October 26th
Today I learned an elementary proof that the set of primes which split completely in a Galois extension $K/\QQ$ of degree $n$ have density $1/n,$ only assuming some minor analytic facts about the Dedekind zeta function. Namely, this weaker statement does not require use of the Chebotarev Density Theorem. Basically, recall\[\zeta_K(s)=\sum_{I\subseteq\mathcal O_K}\frac1{\op N(I)^s}=\prod_\mf p\frac1{1-\op N(\mf p)^{-s}}.\]Noting that $\zeta_K(s)$ has a simple pole of rank $1$ at $s=1,$ we may say that $(s-1)\zeta_K(s)$ approaches some positive real number as $s\to1^+.$ We use this to get the result. In particular, we get to write\[\lim_{s\to1^+}\frac{\log(\zeta_K(s))}{\log\left(\frac1{s-1}\right)}=1+\lim_{s\to1^+}\frac{\log((s-1)\zeta_K(s))}{\log\left(\frac1{s-1}\right)}=1.\]Because this holds for $K=K$ and for $K=\QQ,$ we can divide the limits corresponding to each to get\[\lim_{s\to1^+}\frac{\log(\zeta_K(s))}{\log(\zeta_\QQ(s))}=1.\]But, akin to Dirichlet's Theorem, we can also expand\[\log(\zeta_K(s))=\log\left(\prod_{\mf p}\frac1{1-\op N(\mf p)^{-s}}\right)=\sum_{\mf p}\sum_{k=1}^\infty\frac1{k\op N(\mf p)^{sk}}\]because $-\log(1-x)=\sum_kx^k/k.$ We're going to get our result because the only terms that we care about in the above sum come from the rational primes that split completely.

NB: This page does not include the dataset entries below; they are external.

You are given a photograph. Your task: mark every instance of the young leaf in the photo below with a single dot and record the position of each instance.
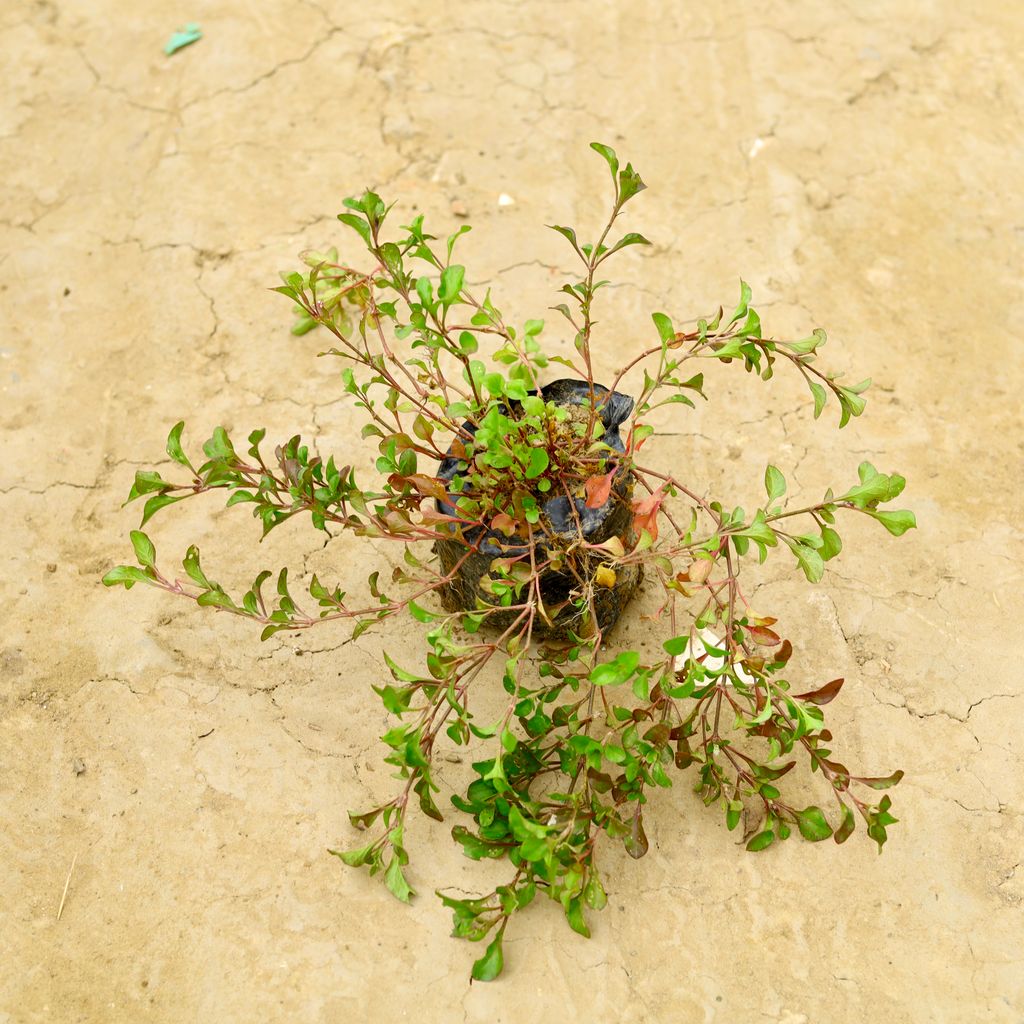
(451, 285)
(174, 444)
(774, 483)
(896, 522)
(616, 671)
(144, 551)
(610, 158)
(489, 965)
(396, 883)
(812, 824)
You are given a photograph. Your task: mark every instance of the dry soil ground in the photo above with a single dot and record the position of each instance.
(859, 163)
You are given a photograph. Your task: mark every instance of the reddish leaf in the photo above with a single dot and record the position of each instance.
(428, 485)
(645, 513)
(823, 694)
(783, 653)
(504, 523)
(598, 489)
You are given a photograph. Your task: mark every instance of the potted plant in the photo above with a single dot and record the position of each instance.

This is an absolutely convergent series (all the terms are positive), so we are a bit liberal with our rearranging. In particular, we order this by rational primes $p$ so that this is\[\log(\zeta_K(s))=\sum_p\sum_{\mf p/(p)}\sum_{k=1}^\infty\frac1{k\op N(\mf p)^{sk}}.\]Dealing safely with the outer sum to start, we note that $e(\mf p/p)$ and $f(\mf p/p)$ are constant. The number of primes is therefore $\frac n{e(\mf p/p)f(\mf p/p)},$ giving $\op N(\mf p)=p^{f(\mf p/p)}.$ It follows that\[\log(\zeta_K(s))=n\sum_p\frac1{e(\mf p/p)f(\mf p/p)}\sum_{k=1}^\infty\frac1{kp^{kf(\mf p/p)s}}.\]Now we reduce this sum. We remark that only finitely many primes $p$ have $e(\mf p/p) \gt 1,$ which will contribute a $-\log(1-p^{-f(\mf p/p)s})$ of inner sum, totalling only to $O(1)$ over all such (finitely many) primes. It follows\[\log(\zeta_K(s))=O(1)+n\sum_{e(\mf p/p)=1}\frac1{f(\mf p/p)}\sum_{k=1}^\infty\frac1{kp^{kf(\mf p/p)s}}.\]Further, note that we can also group all the $k \gt 1$ terms into\[\sum_{e(\mf p/p)=1}\frac1{f(\mf p/p)}\sum_{k=2}^\infty\frac1{kp^{kf(\mf p/p)s}} \lt \sum_{n=2}^\infty\sum_{k=2}^\infty\frac1{n^k}=\sum_{n=2}^\infty\frac1{n(n-1)} \lt \sum_{n=1}^\infty\frac1{n^2} \lt \infty.\]So it follows\[\log(\zeta_K(s))=O(1)+n\sum_{e(\mf p/p)=1}\frac1{f(\mf p/p)p^{f(\mf p/p)s}}.\]But again, we can group all $p$ with $f(\mf p/p) \gt 1$ by\[\sum_{\substack{e(\mf p/p)=1\\f(\mf p/p)\ge2}}\frac1{f(\mf p/p)p^{f(\mf p/p)s}} \lt \sum_{n=2}^\infty\frac1{n^2} \lt \infty.\]So we finally get to reduce our sum to\[\log(\zeta_K(s))=O(1)+n\sum_{\substack{e(\mf p/p)=1\\f(\mf p/p)=1}}\frac1{p^s}.\]However, this is a sum over $p$ completely splitting, which is equivalent to $e(\mf p/p)=f(\mf p)=1.$
To finish, we plug this into our limit from before, which tells us\[1=\lim_{s\to1^+}\frac{\log(\zeta_K(s))}{\log(\zeta_\QQ(s))}=\lim_{s\to1^+}n\cdot\dfrac{\displaystyle\sum_{p\text{ splits completely}}\frac1{p^s}}{\displaystyle\sum_p\frac1{p^s}},\]which rearranges to what we wanted, in terms of Dirichlet density.